Mudcat Café message #3935671 The Mudcat Café TM
Thread #162666   Message #3935671
Posted By: GUEST,Pseudonymous
06-Jul-18 - 07:00 AM
Thread Name: New Book: Folk Song in England
Subject: RE: New Book: Folk Song in England
Steve

Thanks for the clarification on corpus, and for the points about methodology.

Tim

Tending to agree that we won't reach a consensus, but sad that other aspects of Roud's book aren't addressed. Because I think it's fascinating. But I am just a newbie on these threads and to this topic on anything other than a superficial level.


Jim

On Harker: I haven't read him first hand so I cannot comment much. He took a particular Marxist approach to the Victorian collectors. Roud doesn't appear to agree with his analysis (!). But at least anybody reading this thread and wanting to know who Harker was would be able to consult his Roud and find the answer. Roud likes to take what he calls a 'balanced' approach, though he fully acknowledges how middle class collectors have been. Roud, understandably, doesn't think there is anything wrong with being middle class.


On all that earliest printing proves is earliest printing. I think everybody agrees with that. I don't think anybody is denying that ordinary people can contribute songs to a tradition/genre already in existence. Thanks for explaining your reasons for preferring 'oral' origins. But maybe it would need to be argued on a case b case basis for the corpus in question.

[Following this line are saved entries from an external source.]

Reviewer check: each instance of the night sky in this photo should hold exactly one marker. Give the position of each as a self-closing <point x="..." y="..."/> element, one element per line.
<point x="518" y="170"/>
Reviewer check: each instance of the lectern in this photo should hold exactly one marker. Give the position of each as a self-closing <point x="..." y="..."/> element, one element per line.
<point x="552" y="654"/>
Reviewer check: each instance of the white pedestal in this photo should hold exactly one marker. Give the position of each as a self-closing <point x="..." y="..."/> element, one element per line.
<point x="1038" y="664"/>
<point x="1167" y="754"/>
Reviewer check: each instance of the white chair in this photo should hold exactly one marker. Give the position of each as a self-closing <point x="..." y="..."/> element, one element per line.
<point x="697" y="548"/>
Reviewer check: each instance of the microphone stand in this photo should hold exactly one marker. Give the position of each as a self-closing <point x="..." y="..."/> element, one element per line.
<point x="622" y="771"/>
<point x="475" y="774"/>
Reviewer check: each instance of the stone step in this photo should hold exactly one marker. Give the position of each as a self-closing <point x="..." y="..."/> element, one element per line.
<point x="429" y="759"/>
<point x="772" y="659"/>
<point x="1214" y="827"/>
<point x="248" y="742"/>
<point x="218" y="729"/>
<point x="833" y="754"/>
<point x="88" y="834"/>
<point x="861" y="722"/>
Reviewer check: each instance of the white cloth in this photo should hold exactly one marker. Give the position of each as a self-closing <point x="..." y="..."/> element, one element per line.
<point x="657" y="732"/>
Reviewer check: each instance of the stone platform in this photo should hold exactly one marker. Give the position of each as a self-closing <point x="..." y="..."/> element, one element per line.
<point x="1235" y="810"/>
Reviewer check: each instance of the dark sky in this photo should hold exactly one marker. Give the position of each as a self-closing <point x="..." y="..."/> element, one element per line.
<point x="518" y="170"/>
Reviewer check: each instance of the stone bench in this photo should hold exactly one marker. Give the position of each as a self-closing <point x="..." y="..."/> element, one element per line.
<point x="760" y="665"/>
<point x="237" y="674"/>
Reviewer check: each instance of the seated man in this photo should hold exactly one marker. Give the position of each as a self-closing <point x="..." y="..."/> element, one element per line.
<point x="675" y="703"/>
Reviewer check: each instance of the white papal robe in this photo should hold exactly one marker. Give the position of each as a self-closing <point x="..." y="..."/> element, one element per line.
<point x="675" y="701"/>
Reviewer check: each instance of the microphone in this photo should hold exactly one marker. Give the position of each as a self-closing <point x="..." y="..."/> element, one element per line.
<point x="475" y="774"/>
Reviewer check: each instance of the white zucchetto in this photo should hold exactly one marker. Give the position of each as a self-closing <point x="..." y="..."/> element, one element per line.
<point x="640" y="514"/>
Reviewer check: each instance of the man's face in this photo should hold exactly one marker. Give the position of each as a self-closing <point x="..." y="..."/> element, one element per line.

On Child: On the basis of what has been said, it seems to me that in his collecton he included a number of dunghills. However, the full quotation appears to be to the effect that one can find jewels within the dung hill. I think I have found a source for this quotation in case anybody else is interested in seeing it in context.

Child 1872, in Hustvedt 1930: 254

I found this in a piece by E David Gregory. I think (happy to be corrected) that Roud describes him as American, but he is from Hitchin and went to Keele and Sussex Universities.


E David Gregory has described Child's later approach to broadside ballads as


" ambivalent, even schizophrenic. He heartily disliked them, yet he soon realized that he could not avoid them entirely. So he devised a rule of thumb in dealing with them. If he concluded on the basis of other evidence that a ballad was traditional, then he would print any broadside variants that he had come across. But in almost all other instances he rejected broadside texts out of hand"

          This is from a pdf online called jewels_left_in.

On Hogg, by coincidence we read one of his novels recently, and so looked at his life.

The quotation attributed to Margaret Hogg (nee Laidlaw) was actually written by James Hogg, who was a story-teller, and a professional one, long after the event. He is interesting because he tried to make a career out of being a 'peasant poet'. I am not sure that Hogg was a reliable narrator. I suspect that Margaret would have been literate as the Presbyterians held literacy in high esteem. I am not saying she did not also have an oral tradition, just that as usual things are complicated. She was married to a stock dealer and tenant sheep farmer who went bankrupt. Her son was first taught reading by a local churchman. They sent him to a small private school. Margaret clearly valued literacy. My understanding is that Hogg worked for Walter Scott collecting oral ballads, though his approach and Scott's to the material differed as Hogg felt more 'inside' the tradition, though he tried to make a living within literacy society as a 'peasant poet'. Incidentally I am sure that I came across a hint that Hogg himself wrote some of the songs he supplied to Scott; he did write songs and play music, having reputedly been inspired by the poetry of Burns!

If as "Margaret" claims writing ballads down led to their disappearance then logically we'd have none left. So this quotation does not seem to reflect a historical truth. "Margare"t is right that songs are for singing, and that aspects of performance cannot be captured in print. This is something mentioned by Roud, who comments that collectors often did not deal with this aspect. In fact some of them would not collect in pubs.

Just saying that things are complicated.

Personally I don't want any babies to be thrown anywhere.